Jakob Trendel 1 Simon Trendel 2 Shuyao Sha 1 Franziska Greulich 3 Sandra Goll 4 Susanne I Wudy 5 Karin Kleigrewe 5 Stefan Kubicek 4 N Henriette Uhlenhaut 6 Bernhard Kuster 7
Affiliations

Affiliations

  • 1 Proteomics and Bioanalytics, TUM School of Life Sciences, Technical University of Munich (TUM), Freising, Germany.
  • 2 Munich, Bavaria, Germany.
  • 3 Metabolic Programming, TUM School of Life Sciences, ZIEL-Institute for Food & Health, Technical University of Munich (TUM), Freising, Germany.
  • 4 CeMM Research Center for Molecular Medicine of the Austrian Academy of Sciences, Vienna, Austria.
  • 5 Bavarian Center for Biomolecular Mass Spectrometry, TUM School of Life Sciences, Technical University of Munich (TUM), Freising, Germany.
  • 6 Metabolic Programming, TUM School of Life Sciences, ZIEL-Institute for Food & Health, Technical University of Munich (TUM), Freising, Germany; Institute for Diabetes and Obesity (IDO) & Institute for Diabetes and Cancer (IDC), Helmholtz Center Munich (HMGU) and German Center for Diabetes Research (DZD), Neuherberg, Germany.
  • 7 Proteomics and Bioanalytics, TUM School of Life Sciences, Technical University of Munich (TUM), Freising, Germany.

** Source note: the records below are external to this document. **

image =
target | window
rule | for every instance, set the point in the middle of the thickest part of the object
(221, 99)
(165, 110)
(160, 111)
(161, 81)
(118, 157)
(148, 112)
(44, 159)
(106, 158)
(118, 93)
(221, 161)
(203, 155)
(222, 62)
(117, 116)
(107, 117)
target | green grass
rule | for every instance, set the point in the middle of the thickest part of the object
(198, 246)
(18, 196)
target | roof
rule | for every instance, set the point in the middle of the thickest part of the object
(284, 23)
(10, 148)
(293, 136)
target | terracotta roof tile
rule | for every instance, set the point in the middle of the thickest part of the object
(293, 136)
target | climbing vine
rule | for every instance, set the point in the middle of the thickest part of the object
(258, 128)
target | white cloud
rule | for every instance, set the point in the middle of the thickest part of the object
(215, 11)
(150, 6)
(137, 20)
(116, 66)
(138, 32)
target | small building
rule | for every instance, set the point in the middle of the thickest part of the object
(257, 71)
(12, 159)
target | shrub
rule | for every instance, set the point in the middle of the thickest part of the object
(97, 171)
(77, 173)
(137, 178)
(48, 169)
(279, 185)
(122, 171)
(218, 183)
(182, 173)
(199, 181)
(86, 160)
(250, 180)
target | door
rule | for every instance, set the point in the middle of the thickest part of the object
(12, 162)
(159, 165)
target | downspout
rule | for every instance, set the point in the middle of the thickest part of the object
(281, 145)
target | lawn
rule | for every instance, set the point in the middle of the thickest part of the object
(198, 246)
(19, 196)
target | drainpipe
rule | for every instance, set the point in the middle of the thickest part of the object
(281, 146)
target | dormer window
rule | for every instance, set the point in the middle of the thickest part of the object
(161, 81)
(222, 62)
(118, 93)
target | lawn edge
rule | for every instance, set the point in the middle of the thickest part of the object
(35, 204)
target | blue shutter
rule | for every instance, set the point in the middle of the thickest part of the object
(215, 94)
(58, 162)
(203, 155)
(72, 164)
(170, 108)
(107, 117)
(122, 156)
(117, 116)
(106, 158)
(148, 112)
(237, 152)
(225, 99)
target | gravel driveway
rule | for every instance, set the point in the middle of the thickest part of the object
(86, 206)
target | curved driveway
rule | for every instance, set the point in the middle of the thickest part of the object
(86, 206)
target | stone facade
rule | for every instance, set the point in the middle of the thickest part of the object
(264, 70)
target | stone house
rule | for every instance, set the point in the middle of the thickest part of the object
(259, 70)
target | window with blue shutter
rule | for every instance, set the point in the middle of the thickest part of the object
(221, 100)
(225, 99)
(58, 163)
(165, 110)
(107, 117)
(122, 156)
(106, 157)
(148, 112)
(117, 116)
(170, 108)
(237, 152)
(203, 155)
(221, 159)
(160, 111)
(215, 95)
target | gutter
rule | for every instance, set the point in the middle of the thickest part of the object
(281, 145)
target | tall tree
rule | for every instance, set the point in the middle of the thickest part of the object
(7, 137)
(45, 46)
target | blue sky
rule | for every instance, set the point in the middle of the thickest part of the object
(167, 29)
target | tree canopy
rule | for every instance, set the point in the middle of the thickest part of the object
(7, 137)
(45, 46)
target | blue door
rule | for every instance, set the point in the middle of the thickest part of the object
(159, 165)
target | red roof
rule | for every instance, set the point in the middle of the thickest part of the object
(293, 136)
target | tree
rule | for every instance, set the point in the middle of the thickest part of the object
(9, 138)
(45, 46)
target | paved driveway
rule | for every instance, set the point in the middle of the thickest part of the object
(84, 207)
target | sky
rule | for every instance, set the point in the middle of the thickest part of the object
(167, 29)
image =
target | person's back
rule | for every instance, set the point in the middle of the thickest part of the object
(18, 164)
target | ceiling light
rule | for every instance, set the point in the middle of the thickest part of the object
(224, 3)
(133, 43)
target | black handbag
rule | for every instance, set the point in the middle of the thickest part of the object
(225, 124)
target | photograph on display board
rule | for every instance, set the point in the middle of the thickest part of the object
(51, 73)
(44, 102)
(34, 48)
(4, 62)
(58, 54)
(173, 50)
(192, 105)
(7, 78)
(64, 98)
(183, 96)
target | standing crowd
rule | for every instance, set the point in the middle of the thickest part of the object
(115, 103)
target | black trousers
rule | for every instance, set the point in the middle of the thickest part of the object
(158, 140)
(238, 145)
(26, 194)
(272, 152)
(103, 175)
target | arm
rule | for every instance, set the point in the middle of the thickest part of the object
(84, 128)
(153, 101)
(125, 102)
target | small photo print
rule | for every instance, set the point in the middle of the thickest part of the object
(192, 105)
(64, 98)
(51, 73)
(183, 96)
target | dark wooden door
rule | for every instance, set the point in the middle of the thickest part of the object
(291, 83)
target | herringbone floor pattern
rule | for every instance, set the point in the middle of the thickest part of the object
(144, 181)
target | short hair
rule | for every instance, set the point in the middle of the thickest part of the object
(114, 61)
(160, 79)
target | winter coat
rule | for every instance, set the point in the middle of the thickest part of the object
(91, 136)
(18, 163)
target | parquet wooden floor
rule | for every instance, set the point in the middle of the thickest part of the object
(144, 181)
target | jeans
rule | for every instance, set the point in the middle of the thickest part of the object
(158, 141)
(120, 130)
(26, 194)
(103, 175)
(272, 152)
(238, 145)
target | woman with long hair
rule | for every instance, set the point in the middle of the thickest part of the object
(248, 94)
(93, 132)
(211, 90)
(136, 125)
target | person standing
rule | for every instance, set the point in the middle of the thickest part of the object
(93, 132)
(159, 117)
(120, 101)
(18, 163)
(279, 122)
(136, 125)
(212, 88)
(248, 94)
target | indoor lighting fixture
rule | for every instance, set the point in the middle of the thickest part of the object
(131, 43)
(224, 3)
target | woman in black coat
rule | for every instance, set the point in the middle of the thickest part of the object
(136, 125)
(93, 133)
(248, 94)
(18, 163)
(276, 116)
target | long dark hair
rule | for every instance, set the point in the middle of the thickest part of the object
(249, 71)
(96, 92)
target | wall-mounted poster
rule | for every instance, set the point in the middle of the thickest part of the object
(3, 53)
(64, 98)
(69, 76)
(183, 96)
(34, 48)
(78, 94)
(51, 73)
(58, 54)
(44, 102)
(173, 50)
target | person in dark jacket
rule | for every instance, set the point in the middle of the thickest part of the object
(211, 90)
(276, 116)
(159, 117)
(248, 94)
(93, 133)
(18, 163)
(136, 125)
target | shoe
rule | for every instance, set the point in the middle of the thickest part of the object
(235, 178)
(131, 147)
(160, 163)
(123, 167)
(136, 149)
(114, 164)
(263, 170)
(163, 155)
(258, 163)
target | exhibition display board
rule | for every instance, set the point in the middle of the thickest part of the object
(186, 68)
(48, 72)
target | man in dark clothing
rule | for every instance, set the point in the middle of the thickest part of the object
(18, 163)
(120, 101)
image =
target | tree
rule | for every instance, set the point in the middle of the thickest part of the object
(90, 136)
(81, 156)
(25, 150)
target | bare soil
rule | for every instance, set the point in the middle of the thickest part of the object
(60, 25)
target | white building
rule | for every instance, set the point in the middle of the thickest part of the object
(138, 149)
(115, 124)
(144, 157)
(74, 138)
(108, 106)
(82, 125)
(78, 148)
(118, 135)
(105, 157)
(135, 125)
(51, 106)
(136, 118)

Electronic address: kuster@tum.de.
Abstract

In a human cell, DNA is packed with histones, RNA, and chromatin-associated proteins, forming a cohesive gel. At any given moment, only a subset of the proteome has physical access to the DNA and organizes its structure, transcription, replication, repair, and Other essential molecular functions. We have developed a "zero-distance" photo-crosslinking approach to quantify proteins in direct contact with DNA in living cells. Collecting DNA interactomes from human breast Cancer cells, we present an atlas of over one thousand proteins with physical access to DNA and hundreds of peptide-nucleotide crosslinks pinpointing protein-DNA interfaces with single-amino-acid resolution. Quantitative comparisons of DNA interactomes from differentially treated cells recapitulate the recruitment of key transcription factors as well as DNA repair proteins and uncover fast-acting restrictors of chromatin accessibility on a timescale of minutes. This opens a direct way to explore genomic regulation in a hypothesis-free manner, applicable to many organisms and systems.

Keywords

DNA-binding domains; DNA-binding proteins; DNA-interacting proteome; IDRs; chromatin proteomics; intrinsically disordered regions; mass spectrometry; nucleotide-peptide hybrids; photo-crosslinking; physical protein-DNA interactions; transcription factors.